Но было уже поздно: засада наверху сорвалась в перестук страшных лап. Хлопнули рамы мансардного окна. И какая-то тяжкая тень накрыла несчастную женщину. Гермина захрипела протяжным свистом перекушенного горла, длинно, безнадежно и одиноко. Это был голос самой смертной тоски. Падая вперед, она разбила вдребезги оконное стекло и повисла на прутьях оконной решетки. Волк вдавил тело с такой силой, что прутья раскроили человеческий череп, а зубы человека перекусили собственный язык пополам. Кровь хлынула из открытого рта на подбородок. Но самого зверя я не увидела! Волк словно прятался за телом Термины, разрывая когтями убийцы плоть от затылка до пояса и перекусывая до конца трахею и шейные позвонки. Я слышала только отвратительные звуки вспоротого мяса, когда оно пищит на разделочной доске под напором лезвия.
И вдруг все стихло. Словно зверь понял — ошибся.
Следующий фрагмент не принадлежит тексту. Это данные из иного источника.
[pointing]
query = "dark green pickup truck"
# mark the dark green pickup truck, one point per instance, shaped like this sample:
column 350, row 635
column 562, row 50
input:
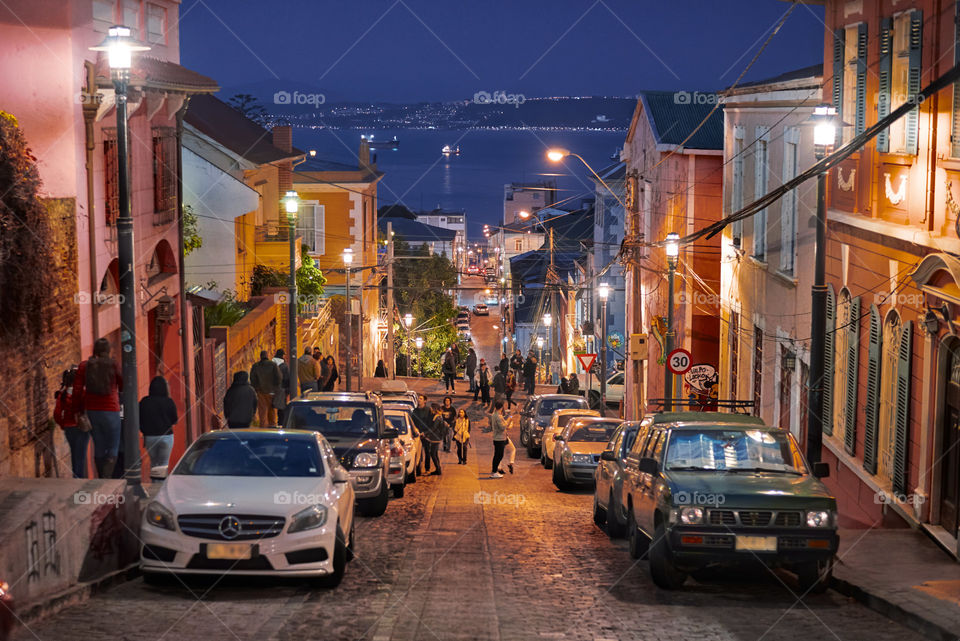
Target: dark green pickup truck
column 705, row 488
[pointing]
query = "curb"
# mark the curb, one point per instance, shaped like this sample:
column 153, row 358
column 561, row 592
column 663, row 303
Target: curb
column 894, row 612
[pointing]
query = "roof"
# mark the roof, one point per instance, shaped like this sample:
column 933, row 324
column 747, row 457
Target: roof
column 217, row 120
column 672, row 120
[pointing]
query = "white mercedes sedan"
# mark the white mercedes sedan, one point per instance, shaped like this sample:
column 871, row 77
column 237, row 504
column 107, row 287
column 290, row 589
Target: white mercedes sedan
column 252, row 502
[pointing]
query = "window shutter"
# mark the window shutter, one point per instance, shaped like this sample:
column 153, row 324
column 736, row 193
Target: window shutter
column 884, row 77
column 838, row 46
column 861, row 116
column 873, row 393
column 903, row 410
column 853, row 364
column 826, row 384
column 912, row 118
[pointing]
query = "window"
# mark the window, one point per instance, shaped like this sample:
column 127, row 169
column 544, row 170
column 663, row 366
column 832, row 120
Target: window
column 761, row 162
column 156, row 24
column 788, row 205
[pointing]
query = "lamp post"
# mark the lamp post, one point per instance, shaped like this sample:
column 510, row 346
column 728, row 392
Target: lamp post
column 672, row 248
column 407, row 322
column 291, row 204
column 120, row 46
column 603, row 291
column 347, row 260
column 824, row 135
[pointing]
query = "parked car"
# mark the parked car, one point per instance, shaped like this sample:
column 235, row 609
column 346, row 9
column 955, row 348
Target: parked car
column 558, row 422
column 254, row 501
column 577, row 450
column 708, row 488
column 401, row 420
column 537, row 413
column 608, row 509
column 353, row 424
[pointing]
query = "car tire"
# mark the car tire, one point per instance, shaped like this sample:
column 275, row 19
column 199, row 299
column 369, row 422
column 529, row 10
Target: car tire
column 615, row 529
column 815, row 577
column 637, row 542
column 662, row 570
column 377, row 505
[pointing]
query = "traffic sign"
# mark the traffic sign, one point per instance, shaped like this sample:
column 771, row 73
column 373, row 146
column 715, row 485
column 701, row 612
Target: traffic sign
column 586, row 361
column 679, row 361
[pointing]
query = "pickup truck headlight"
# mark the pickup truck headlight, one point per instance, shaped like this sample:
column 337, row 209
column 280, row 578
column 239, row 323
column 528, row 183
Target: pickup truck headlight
column 159, row 516
column 818, row 518
column 312, row 517
column 365, row 459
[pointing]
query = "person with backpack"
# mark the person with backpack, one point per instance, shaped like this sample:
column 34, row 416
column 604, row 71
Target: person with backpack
column 97, row 388
column 65, row 416
column 158, row 415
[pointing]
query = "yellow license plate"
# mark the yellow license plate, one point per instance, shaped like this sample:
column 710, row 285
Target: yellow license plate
column 757, row 543
column 232, row 551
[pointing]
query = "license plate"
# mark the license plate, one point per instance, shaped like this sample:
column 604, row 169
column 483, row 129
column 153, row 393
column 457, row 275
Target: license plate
column 757, row 543
column 232, row 551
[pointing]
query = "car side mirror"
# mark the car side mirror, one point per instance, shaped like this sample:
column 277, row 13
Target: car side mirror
column 648, row 465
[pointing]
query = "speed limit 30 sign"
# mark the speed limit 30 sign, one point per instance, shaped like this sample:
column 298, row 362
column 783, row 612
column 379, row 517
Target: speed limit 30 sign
column 679, row 361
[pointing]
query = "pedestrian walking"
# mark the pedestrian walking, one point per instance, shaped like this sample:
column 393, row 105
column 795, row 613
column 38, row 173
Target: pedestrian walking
column 265, row 378
column 77, row 435
column 97, row 388
column 158, row 415
column 498, row 425
column 308, row 371
column 240, row 403
column 461, row 434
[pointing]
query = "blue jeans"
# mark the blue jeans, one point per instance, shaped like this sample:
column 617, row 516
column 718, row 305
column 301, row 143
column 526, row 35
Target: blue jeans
column 78, row 441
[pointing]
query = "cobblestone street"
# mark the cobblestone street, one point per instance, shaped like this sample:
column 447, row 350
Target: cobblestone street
column 447, row 562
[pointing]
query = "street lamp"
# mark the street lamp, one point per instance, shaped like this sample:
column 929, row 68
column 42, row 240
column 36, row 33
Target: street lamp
column 347, row 260
column 672, row 249
column 824, row 135
column 603, row 291
column 120, row 46
column 291, row 204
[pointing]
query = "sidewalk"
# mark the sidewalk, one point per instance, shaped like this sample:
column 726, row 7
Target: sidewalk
column 903, row 575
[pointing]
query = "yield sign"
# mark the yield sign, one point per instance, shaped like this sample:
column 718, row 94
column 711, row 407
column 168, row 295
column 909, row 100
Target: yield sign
column 586, row 361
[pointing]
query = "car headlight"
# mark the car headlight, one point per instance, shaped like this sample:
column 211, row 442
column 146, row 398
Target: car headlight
column 691, row 515
column 312, row 517
column 159, row 516
column 365, row 459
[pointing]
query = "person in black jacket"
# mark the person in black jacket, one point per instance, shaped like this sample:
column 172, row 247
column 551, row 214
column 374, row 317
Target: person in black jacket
column 240, row 402
column 158, row 415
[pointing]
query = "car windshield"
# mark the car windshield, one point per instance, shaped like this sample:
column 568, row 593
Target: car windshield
column 550, row 405
column 592, row 433
column 731, row 450
column 334, row 419
column 252, row 455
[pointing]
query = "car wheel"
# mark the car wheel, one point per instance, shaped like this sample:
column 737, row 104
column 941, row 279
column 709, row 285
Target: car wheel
column 662, row 570
column 615, row 529
column 815, row 576
column 378, row 504
column 637, row 540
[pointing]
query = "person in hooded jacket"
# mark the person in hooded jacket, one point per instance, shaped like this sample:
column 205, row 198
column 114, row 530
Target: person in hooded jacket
column 158, row 415
column 240, row 402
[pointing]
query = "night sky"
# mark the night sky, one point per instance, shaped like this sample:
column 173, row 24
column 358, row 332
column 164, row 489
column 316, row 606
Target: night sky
column 426, row 50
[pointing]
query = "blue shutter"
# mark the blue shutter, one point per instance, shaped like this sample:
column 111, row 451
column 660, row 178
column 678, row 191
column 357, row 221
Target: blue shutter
column 853, row 358
column 902, row 436
column 838, row 46
column 826, row 384
column 884, row 72
column 912, row 118
column 872, row 409
column 861, row 116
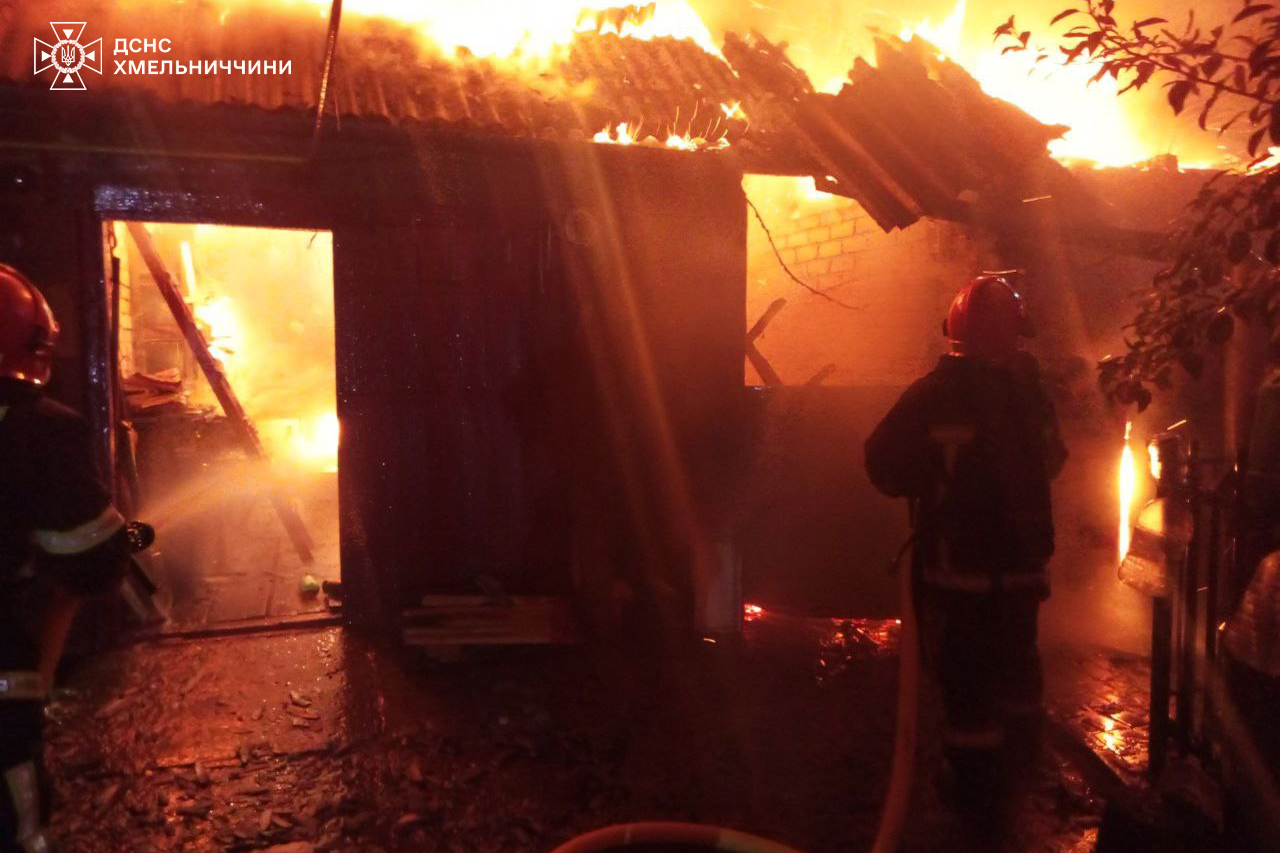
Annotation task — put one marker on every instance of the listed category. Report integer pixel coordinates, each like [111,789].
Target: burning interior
[476,179]
[232,441]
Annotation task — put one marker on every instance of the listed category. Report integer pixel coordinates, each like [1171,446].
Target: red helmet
[986,319]
[27,329]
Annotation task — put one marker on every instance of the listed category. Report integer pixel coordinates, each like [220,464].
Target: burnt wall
[816,534]
[535,386]
[508,314]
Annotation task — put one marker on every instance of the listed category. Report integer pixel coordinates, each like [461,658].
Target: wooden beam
[213,370]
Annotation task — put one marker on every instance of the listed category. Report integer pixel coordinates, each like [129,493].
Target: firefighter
[60,541]
[973,446]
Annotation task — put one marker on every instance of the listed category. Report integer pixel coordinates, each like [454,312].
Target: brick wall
[899,284]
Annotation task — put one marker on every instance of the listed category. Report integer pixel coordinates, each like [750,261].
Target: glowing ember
[681,142]
[531,31]
[1128,486]
[224,333]
[315,442]
[621,135]
[1105,129]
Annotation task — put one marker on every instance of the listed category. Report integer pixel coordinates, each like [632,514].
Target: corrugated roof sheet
[905,138]
[384,69]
Я и Термина остались наедине друг с другом. Теперь ее жемчужные глаза стали похожи на кровавые маки. А уродливая голова без левого уха вылезла из волос. Оказывается, она носила парик. Несчастная была абсолютно лысой. И сегодня надела мой клоунский рыжий парик, который видимо стащила из дорожной сумки. Зачем? Хотела навести на мой след? А эти вопли на всю округу: Лиззи! Лиззи! Что ж, ты добилась того, чего хотела: смерть услышала призыв и пришла на порог твоего дома.
Теперь настал мой черед.
И мы оба знали об этом.
И снова по дому расплылся тихий скулеж.
Еще сильнее вжавшись в стену я снова взяла на прицел распахнутую дверь из кухни. Труп Гермины потрясенио смотрел в дом, повиснув на оконной решетке.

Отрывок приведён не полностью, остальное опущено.